I picked up the shotgun, with its single remaining shell, as the wretched and ruined mass crawled painfully toward me. At the pathetic sight of it, I began to cry and lowered the barrel of the gun so that its muzzle rested on the floor of the lab. Seconds later, I felt the gun move and, looking downward, watched as the creature took hold of the barrel and aimed it at its own head. It moaned sadly as I, unable to kill the thing I’d loved, backed away in protest. Then I pulled the trigger, fell to my knees, and wept.
It’s been three decades since that terrible night. For months afterwards, I couldn’t work. For years afterwards, I needed therapy. But no doctor believed my story—my delusions and confabulations, as they would call it. And so I kept my experience a secret.

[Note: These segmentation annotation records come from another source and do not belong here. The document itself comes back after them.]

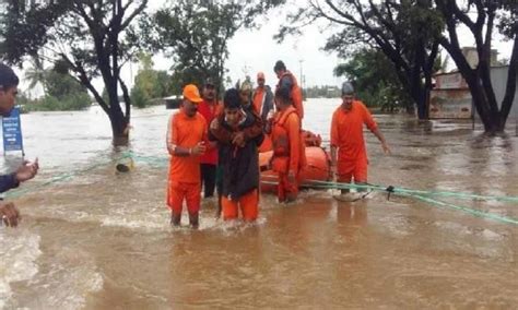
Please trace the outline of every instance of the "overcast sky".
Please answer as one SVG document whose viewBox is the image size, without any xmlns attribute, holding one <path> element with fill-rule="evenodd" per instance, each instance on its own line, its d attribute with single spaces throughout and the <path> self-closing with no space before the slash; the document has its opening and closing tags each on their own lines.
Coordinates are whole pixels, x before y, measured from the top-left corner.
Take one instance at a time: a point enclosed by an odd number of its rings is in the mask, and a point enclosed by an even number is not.
<svg viewBox="0 0 518 310">
<path fill-rule="evenodd" d="M 165 0 L 150 1 L 151 9 L 160 8 Z M 243 80 L 248 73 L 254 80 L 256 73 L 264 72 L 267 84 L 274 85 L 276 78 L 273 73 L 273 65 L 276 60 L 283 60 L 287 69 L 297 79 L 301 75 L 301 67 L 304 74 L 304 85 L 340 85 L 343 78 L 333 76 L 333 68 L 340 62 L 335 55 L 330 55 L 321 50 L 325 45 L 327 34 L 322 33 L 321 26 L 313 24 L 307 26 L 301 37 L 289 37 L 282 44 L 273 39 L 279 26 L 285 21 L 284 10 L 275 10 L 268 16 L 268 21 L 261 19 L 263 26 L 259 29 L 240 29 L 228 43 L 229 57 L 226 61 L 228 76 L 233 82 Z M 495 31 L 496 33 L 496 31 Z M 467 32 L 461 32 L 460 40 L 462 46 L 472 46 L 472 36 Z M 493 48 L 498 49 L 498 58 L 509 58 L 511 44 L 501 40 L 501 36 L 495 35 Z M 154 58 L 155 69 L 168 70 L 173 62 L 162 56 Z M 452 61 L 450 68 L 455 68 Z M 126 65 L 122 70 L 122 79 L 129 86 L 133 85 L 132 79 L 139 69 L 138 64 Z M 21 75 L 23 81 L 23 75 Z M 96 81 L 96 86 L 102 91 L 102 82 Z M 26 88 L 27 82 L 23 81 L 22 88 Z M 36 91 L 38 92 L 38 91 Z"/>
</svg>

Last summer, I received a phone call from an editor at The Walrus named Graeme Bayliss. He was writing an article on bio-cremation—a new, environmentally friendly way of disposing of human corpses—and in the course of his research had come across a few stories I’d written about so-called green death options. In the end, I’m not sure I was much use to him; certainly he doesn’t quote me in his piece. But he admired my work as a science reporter, and we began to develop a friendship.

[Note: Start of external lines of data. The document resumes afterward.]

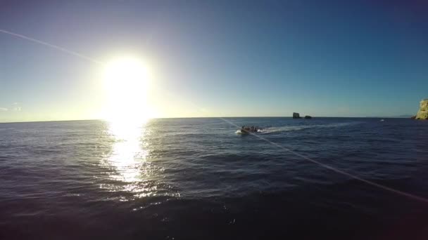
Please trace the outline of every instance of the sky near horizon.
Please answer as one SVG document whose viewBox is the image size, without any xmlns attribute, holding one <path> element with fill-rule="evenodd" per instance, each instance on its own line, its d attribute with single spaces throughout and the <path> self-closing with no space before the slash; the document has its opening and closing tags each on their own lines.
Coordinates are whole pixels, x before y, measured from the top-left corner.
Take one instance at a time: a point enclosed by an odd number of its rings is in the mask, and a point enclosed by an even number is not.
<svg viewBox="0 0 428 240">
<path fill-rule="evenodd" d="M 122 93 L 112 114 L 414 114 L 428 98 L 427 10 L 413 1 L 0 0 L 0 122 L 102 118 L 104 63 L 120 58 L 150 72 L 146 89 L 132 91 L 146 102 Z"/>
</svg>

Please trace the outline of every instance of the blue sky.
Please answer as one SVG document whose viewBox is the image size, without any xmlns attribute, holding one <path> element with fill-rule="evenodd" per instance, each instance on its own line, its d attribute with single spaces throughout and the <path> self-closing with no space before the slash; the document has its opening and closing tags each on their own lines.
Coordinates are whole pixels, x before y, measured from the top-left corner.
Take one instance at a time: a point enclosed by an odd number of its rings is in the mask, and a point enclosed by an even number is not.
<svg viewBox="0 0 428 240">
<path fill-rule="evenodd" d="M 146 60 L 155 116 L 390 116 L 415 114 L 428 97 L 427 10 L 416 1 L 2 1 L 0 29 L 100 61 Z M 99 118 L 99 72 L 0 33 L 0 121 Z"/>
</svg>

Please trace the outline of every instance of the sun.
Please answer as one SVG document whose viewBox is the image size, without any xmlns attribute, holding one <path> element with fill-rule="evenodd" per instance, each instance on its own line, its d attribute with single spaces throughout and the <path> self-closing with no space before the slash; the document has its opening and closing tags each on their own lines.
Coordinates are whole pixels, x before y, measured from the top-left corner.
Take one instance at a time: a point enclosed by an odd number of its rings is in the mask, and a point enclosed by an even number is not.
<svg viewBox="0 0 428 240">
<path fill-rule="evenodd" d="M 147 106 L 149 74 L 137 58 L 118 58 L 103 71 L 106 102 L 103 118 L 112 121 L 141 121 L 150 117 Z"/>
</svg>

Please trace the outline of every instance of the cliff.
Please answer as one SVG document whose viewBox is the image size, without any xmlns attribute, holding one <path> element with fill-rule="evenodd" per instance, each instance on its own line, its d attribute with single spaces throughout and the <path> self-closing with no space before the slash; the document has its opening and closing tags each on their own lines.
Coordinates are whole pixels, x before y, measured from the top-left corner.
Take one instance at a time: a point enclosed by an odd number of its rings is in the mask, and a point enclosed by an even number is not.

Earlier this year, during one of our longer chats, as Graeme and I discussed quantum mechanics and human genetics over a few gins, I let slip that I’d once known a man who had changed my conceptions of both scientific fields. When he questioned me, I found myself telling him everything. It was such a relief to share the burden of my knowledge after decades of silence. He didn’t believe me at first, understandably enough. And so, for the first time, I unearthed the video recordings I’d made. I couldn’t watch them myself, but he did—hours of them—in one sitting. He was astonished. He pressed me to write about it, insisted I write about it, but I wasn’t ready. Not then. Yet after weeks of gentle encouragement (and occasional ungentle badgering), I relented and resolved to publish this, the story before you, my last before retirement.

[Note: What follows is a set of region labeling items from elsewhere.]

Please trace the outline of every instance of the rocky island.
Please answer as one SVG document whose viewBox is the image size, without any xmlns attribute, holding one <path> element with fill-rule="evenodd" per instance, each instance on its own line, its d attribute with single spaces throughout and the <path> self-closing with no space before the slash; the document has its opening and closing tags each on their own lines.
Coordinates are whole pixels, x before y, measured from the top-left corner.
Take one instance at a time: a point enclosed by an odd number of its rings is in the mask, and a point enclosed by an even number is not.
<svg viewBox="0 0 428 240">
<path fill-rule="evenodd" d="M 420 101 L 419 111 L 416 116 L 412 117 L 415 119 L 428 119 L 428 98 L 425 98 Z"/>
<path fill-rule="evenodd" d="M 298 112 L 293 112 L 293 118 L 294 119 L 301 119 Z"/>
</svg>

Most of you probably won’t believe me either. And why should you? This is the stuff of horror, of science fiction. I won’t be making the videos public yet—perhaps not ever. I don’t want him to become a spectacle, a gruesome media sideshow. But it has become increasingly clear to me that his work, and his tragic end, should be known. He should not be forgotten. Although he never did change the world, he changed mine—and he will be forever etched in my memory. Even as I type this, I can recall every contour of his face, every tone and shading of his voice, every taste and touch. It’s hard to believe that thirty years have passed since his death. I suppose time flies.